Healthcare Software Development: Netguru's Approach and Case Studies

Contents
Healthcare software development rarely fails on the engineering. It fails on the regulatory surface — HIPAA, HL7/FHIR, FDA SaMD classification — when that surface is discovered late, after a prototype is already built in isolation. The teams that ship on time treat compliance, interoperability, and clinical safety as architecture decisions made on day one, not as a security review bolted on at the end. This article shows how Netguru approaches that problem, through six named builds and the engineering choices behind each result.
Healthcare software development at a glance
Healthcare software development fails at the intersection of three constraints: compliance, interoperability, and clinical risk, and most teams discover this only after they've already shipped something that can't scale or can't integrate. The order in which you address HIPAA technical safeguards, HL7/FHIR resource modeling, and Electronic Health Records (EHR) connectivity determines whether your build is a product or a liability.
Across six shipped healthcare builds, from Merck's AI R&D assistant to Keto-Mojo's BLE-connected glucose ecosystem, our team has learned that compliance, interoperability, and clinical risk rarely fail in isolation.
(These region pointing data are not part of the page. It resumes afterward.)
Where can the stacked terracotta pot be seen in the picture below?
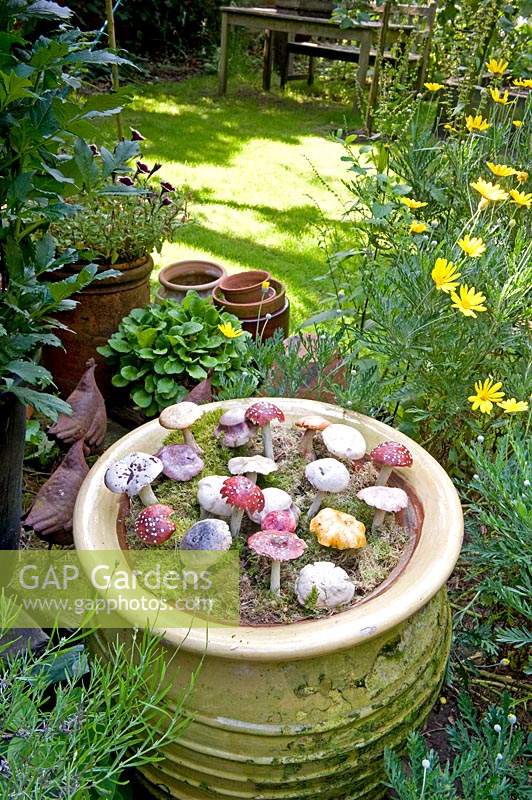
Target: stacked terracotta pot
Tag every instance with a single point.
(257, 299)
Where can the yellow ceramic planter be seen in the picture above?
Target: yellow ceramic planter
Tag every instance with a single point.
(304, 710)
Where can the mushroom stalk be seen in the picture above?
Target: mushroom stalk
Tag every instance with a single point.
(383, 476)
(316, 503)
(306, 445)
(268, 441)
(275, 578)
(236, 520)
(147, 496)
(188, 438)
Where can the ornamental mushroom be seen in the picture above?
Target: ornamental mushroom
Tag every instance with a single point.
(383, 498)
(325, 475)
(153, 525)
(207, 534)
(261, 414)
(243, 495)
(180, 462)
(284, 520)
(310, 424)
(209, 498)
(388, 455)
(181, 417)
(337, 529)
(331, 583)
(343, 441)
(279, 547)
(133, 475)
(251, 466)
(233, 429)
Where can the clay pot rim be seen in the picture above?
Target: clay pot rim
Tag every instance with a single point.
(170, 284)
(431, 563)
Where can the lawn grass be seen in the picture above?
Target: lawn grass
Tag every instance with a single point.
(251, 162)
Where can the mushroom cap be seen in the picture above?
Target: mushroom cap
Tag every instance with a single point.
(207, 534)
(391, 454)
(332, 584)
(233, 416)
(263, 412)
(386, 498)
(274, 500)
(180, 415)
(327, 475)
(209, 496)
(283, 520)
(180, 462)
(259, 464)
(312, 422)
(239, 491)
(153, 524)
(337, 529)
(233, 435)
(277, 545)
(344, 441)
(132, 473)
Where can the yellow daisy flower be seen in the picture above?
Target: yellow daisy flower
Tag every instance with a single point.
(513, 406)
(412, 204)
(521, 198)
(477, 123)
(491, 192)
(469, 302)
(500, 170)
(486, 394)
(472, 246)
(497, 97)
(496, 67)
(444, 275)
(229, 331)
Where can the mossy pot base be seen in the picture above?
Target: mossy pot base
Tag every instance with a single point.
(303, 710)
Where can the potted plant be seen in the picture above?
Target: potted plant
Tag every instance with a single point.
(127, 214)
(303, 709)
(38, 118)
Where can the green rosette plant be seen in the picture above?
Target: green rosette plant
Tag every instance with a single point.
(163, 350)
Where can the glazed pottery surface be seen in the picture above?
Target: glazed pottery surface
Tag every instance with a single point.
(302, 710)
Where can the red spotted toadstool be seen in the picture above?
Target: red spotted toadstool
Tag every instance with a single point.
(261, 414)
(243, 495)
(388, 455)
(279, 547)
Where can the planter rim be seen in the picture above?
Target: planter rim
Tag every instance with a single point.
(429, 567)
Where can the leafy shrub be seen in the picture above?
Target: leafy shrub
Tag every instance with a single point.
(163, 350)
(487, 764)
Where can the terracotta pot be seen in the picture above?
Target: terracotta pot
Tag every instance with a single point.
(303, 710)
(98, 314)
(244, 287)
(270, 304)
(189, 276)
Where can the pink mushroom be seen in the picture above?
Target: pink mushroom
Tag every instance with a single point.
(388, 455)
(284, 520)
(243, 495)
(279, 547)
(153, 525)
(261, 414)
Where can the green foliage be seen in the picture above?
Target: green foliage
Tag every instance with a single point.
(70, 726)
(163, 350)
(488, 762)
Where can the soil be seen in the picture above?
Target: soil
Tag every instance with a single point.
(366, 567)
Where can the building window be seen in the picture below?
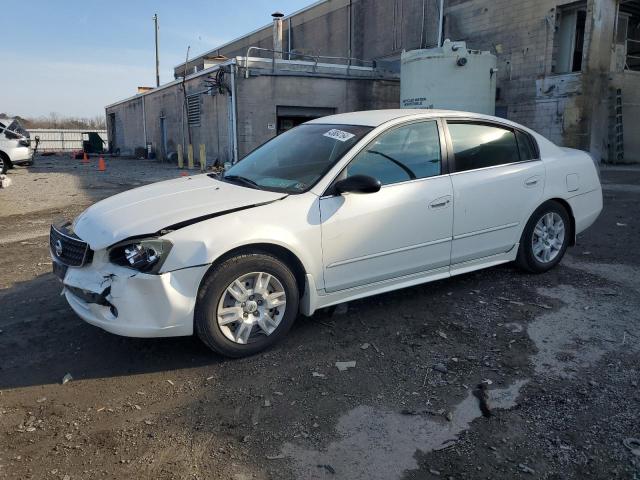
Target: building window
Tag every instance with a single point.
(193, 110)
(570, 37)
(627, 43)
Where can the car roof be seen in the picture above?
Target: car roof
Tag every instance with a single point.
(375, 118)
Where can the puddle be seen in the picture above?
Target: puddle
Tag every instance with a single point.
(378, 444)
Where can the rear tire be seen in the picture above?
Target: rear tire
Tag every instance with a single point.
(225, 313)
(545, 238)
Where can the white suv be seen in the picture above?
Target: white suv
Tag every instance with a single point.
(14, 144)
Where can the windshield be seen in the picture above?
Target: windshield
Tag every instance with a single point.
(294, 161)
(18, 129)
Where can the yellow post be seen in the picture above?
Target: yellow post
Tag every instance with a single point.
(180, 157)
(190, 157)
(203, 158)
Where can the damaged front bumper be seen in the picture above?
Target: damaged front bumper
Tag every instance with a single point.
(125, 302)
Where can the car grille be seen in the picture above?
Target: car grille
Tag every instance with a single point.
(68, 248)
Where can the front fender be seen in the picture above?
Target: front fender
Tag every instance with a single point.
(293, 223)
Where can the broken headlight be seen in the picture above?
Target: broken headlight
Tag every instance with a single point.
(146, 255)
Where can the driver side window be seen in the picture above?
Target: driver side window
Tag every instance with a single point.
(404, 153)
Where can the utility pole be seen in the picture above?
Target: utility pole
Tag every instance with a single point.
(155, 22)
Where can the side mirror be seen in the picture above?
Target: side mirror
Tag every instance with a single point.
(357, 184)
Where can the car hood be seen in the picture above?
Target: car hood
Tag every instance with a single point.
(149, 209)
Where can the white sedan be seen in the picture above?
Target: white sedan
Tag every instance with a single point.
(339, 208)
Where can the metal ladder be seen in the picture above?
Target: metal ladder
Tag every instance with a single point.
(618, 133)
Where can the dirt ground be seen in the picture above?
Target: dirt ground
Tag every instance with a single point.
(558, 354)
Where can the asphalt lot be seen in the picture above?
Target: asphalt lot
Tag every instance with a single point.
(559, 355)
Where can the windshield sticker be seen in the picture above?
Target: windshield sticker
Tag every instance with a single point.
(339, 135)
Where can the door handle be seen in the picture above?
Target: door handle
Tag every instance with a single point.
(531, 181)
(441, 202)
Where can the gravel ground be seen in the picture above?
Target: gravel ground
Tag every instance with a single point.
(557, 355)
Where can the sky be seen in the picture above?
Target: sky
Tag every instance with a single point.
(75, 57)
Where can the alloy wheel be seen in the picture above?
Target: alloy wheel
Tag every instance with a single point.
(548, 237)
(253, 305)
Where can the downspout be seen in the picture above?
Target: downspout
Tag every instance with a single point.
(144, 123)
(234, 115)
(350, 20)
(440, 23)
(289, 38)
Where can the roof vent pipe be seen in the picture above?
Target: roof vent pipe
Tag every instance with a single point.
(277, 35)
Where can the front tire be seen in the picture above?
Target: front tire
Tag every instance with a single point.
(545, 238)
(4, 163)
(246, 304)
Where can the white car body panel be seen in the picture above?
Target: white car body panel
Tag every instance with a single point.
(149, 209)
(417, 216)
(491, 206)
(10, 146)
(350, 246)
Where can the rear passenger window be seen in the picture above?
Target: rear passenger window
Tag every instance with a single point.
(526, 147)
(399, 155)
(479, 146)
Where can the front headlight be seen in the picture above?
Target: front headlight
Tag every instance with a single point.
(146, 255)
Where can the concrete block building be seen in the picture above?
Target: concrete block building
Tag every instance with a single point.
(568, 69)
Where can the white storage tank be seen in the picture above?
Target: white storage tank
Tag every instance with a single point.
(451, 77)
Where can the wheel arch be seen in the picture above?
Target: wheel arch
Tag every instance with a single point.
(567, 207)
(278, 251)
(572, 218)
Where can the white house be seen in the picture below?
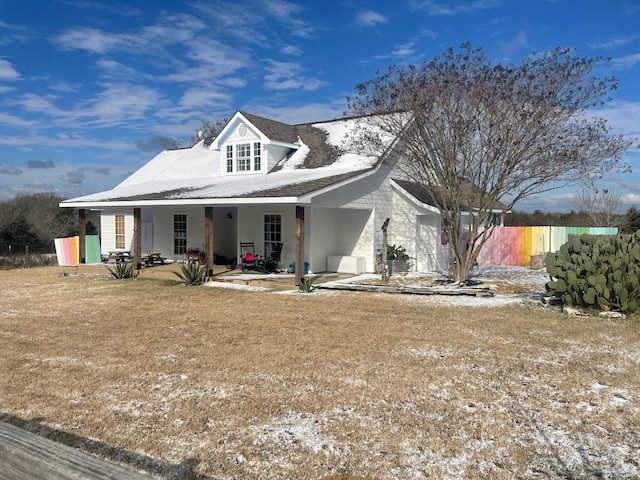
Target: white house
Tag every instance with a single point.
(269, 182)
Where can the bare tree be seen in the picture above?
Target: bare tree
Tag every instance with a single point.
(600, 205)
(208, 130)
(484, 136)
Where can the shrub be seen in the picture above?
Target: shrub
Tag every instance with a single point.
(192, 273)
(597, 273)
(396, 253)
(306, 284)
(122, 270)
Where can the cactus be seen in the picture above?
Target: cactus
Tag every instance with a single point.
(596, 273)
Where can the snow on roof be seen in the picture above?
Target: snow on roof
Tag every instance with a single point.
(177, 164)
(194, 172)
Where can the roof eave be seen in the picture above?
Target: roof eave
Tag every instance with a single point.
(102, 204)
(413, 199)
(307, 197)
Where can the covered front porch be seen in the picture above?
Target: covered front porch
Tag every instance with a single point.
(308, 235)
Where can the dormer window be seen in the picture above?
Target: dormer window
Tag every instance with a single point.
(243, 157)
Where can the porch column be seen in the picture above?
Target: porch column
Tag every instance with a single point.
(299, 243)
(208, 239)
(137, 238)
(82, 235)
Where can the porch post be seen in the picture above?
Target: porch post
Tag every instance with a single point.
(299, 243)
(82, 234)
(137, 238)
(208, 239)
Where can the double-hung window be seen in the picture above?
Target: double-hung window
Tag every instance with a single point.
(120, 235)
(272, 232)
(243, 157)
(179, 234)
(229, 158)
(256, 156)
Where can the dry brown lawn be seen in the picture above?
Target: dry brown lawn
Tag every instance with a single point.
(195, 382)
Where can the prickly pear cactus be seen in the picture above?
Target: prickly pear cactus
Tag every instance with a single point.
(602, 273)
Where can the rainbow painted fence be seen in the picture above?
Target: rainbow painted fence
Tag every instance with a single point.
(516, 245)
(68, 251)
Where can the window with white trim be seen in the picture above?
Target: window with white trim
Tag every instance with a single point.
(229, 158)
(256, 156)
(272, 232)
(243, 157)
(120, 235)
(179, 234)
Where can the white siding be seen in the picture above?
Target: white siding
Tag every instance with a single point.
(340, 232)
(251, 229)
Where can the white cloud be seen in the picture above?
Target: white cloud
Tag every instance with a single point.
(616, 42)
(287, 76)
(623, 117)
(630, 199)
(7, 72)
(434, 8)
(369, 19)
(405, 50)
(89, 39)
(292, 50)
(203, 97)
(628, 61)
(310, 112)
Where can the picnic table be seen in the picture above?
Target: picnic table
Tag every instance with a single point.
(153, 258)
(116, 256)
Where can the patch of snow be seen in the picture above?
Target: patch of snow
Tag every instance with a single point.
(235, 286)
(298, 157)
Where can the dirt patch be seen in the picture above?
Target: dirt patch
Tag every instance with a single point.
(242, 384)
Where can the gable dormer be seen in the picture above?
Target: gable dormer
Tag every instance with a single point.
(249, 144)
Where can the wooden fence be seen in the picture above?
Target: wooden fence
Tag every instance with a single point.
(516, 245)
(27, 456)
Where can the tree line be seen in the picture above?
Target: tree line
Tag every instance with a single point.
(34, 221)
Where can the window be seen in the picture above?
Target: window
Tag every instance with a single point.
(229, 158)
(444, 232)
(120, 231)
(243, 157)
(272, 233)
(256, 156)
(179, 234)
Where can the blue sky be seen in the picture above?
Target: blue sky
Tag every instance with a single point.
(91, 90)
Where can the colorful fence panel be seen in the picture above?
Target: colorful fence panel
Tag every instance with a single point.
(68, 250)
(516, 245)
We've delivered custom software across pharma AI tooling, regulated laboratory management, surgical cloud infrastructure, clinical decision support, and connected health IoT. Outcomes include a 20x acceleration in Merck's chemistry research pipeline, 97% faster inventory tracking in a regulated lab environment, and a five-minute RTO for Nodus Medical's surgical platform on AWS.
This article covers how we structure healthcare software development to stay HIPAA-compliant, FHIR-interoperable, and clinically safe, with the architecture decisions and tradeoffs that determined each outcome.
The 2026 healthcare tech landscape: AI, IoMT, and cloud-native clinical platforms
Three forces are reshaping healthcare software development simultaneously, and the window to build ahead of them is narrowing. Large Language Models (LLMs), Remote Patient Monitoring (RPM), and Clinical Decision Support (CDS) tools have moved from pilot to procurement: health systems now budget for them, regulators have guidance frameworks for them, and patients expect the care continuity they enable.
The global healthcare IT market reached USD 866.48B in 2025, according to Grand View Research Healthcare IT Market Report, 2024, with projections of USD 2,864.39B by 2033. For context, the broader software market is growing at a similar pace: estimated at USD 730.7B in 2024 and projected to reach USD 1.4T by 2030, a CAGR of around 11.3%, per 11 Software Development Best Practices in 2026. For a breakdown of the solutions driving this growth, Netguru has identified 16 distinct software categories shaping the industry in 2026.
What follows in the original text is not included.